The Hidden Filter Behind Your Rewards
As of January 2026, more issuers use MCC exclusions to manage reward costs, which means the headline cashback rate is often not the rate you actually receive.
Many users discover this only after a large purchase fails to earn rewards. Understanding MCC rules is now essential to avoid overestimating ROI.
How MCC Exclusions Work
MCC exclusions are issuer rules that block rewards for specific merchant types, even when the transaction is approved.
MCCs are assigned by the merchant and the network
Visa and Mastercard assign a merchant to an MCC based on its primary business. The issuer sees the MCC when the transaction is authorized and decides whether rewards apply.
Common excluded categories
Exclusions vary by issuer, but typical categories include cash-like transactions, gambling, money transfer services, and financial services. The key point is that rewards are not tied to your intent, they are tied to the MCC on the receipt.
Rewards vs acceptance are different decisions
Your card may work at a merchant, but the rewards engine can still deny cashback if that MCC is excluded. This is why a transaction can be approved but still earn zero rewards.
Calculating Your Real Effective Rate
The effective cashback rate depends on how much of your spend falls into excluded categories.
Use this quick model:
Effective cashback = headline rate x eligible spend share
Example math:
- Headline cashback: 3%
- Eligible spend share: 70%
- Effective cashback: 3% x 0.70 = 2.1%
If 30% of your monthly spend is in excluded MCCs, a 3% card behaves like a 2.1% card. This is the main reason users report lower realized rewards than marketing suggests.
Regulatory and Compliance Factors
MCC rules exist in both crypto and traditional finance, but crypto programs often add extra exclusions to manage token reward costs.
TradFi credit cards also exclude certain MCCs, but crypto card programs add exclusions for risk and compliance reasons. These exclusions can be tighter in some jurisdictions due to AML and consumer protection rules, so always check your region-specific issuer terms.
Common Mistakes and Myths
The most common myth is that a transaction that clears automatically earns rewards, which is not true when MCC exclusions apply.
Other mistakes:
- Assuming utilities and telecoms are always eligible.

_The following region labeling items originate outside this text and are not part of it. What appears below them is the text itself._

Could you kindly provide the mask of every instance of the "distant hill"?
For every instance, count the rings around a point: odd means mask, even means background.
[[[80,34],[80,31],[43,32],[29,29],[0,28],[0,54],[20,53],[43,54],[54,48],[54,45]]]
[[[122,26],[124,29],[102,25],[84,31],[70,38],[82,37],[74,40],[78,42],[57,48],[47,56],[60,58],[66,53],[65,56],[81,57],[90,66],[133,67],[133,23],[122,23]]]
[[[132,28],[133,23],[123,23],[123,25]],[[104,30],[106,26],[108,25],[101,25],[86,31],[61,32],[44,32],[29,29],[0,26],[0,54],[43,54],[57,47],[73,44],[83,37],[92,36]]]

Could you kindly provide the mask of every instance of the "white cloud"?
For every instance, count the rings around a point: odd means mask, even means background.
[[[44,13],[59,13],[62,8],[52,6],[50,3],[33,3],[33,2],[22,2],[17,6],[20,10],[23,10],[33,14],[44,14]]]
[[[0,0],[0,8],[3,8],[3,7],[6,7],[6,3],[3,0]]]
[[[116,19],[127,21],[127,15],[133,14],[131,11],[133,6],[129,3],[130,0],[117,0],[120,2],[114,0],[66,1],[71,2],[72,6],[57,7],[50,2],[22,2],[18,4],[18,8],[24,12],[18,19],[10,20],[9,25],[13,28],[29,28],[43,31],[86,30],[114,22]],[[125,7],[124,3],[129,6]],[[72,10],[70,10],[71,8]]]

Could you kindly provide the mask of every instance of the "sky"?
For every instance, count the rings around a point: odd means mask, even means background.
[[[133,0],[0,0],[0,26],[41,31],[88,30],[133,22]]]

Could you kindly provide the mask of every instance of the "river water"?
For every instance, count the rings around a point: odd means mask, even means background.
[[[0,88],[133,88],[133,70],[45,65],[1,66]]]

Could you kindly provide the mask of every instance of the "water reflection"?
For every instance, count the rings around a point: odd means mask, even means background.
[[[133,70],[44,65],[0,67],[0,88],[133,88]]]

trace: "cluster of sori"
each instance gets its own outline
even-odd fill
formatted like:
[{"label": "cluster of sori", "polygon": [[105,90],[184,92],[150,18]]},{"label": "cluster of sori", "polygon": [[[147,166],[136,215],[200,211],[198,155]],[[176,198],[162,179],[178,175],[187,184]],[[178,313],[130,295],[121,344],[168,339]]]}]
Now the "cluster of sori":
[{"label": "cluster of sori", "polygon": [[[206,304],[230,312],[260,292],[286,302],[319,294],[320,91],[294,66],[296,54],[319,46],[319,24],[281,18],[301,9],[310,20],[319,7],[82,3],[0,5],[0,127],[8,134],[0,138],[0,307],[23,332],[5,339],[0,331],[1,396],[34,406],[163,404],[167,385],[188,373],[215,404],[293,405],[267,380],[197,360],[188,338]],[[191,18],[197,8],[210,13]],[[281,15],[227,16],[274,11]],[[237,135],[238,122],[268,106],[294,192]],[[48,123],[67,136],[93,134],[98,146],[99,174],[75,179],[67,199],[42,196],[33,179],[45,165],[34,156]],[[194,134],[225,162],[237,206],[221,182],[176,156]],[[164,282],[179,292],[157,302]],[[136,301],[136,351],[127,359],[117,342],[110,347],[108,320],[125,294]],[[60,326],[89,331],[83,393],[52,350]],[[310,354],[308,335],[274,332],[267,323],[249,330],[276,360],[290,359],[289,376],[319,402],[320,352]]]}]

- Treating a wallet top-up or money transfer as normal spend.
- Ignoring category caps that can look like MCC exclusions.
Choosing Cards with Favorable MCC Policies
MCC exclusions are one of the biggest drivers of the gap between advertised rewards and real ROI, so you should model them before picking a card. Cards offering stablecoin spending often have different exclusion policies than those paying rewards in native tokens.
Overview
MCC exclusions are the hidden filter behind crypto card rewards. They do not block spending, but they often block rewards, which is why the realized cashback rate can be far lower than the headline number.
This article is for users who want to model rewards accurately before choosing a card. If rewards are the main reason you use a crypto card, MCC rules should be part of your decision framework.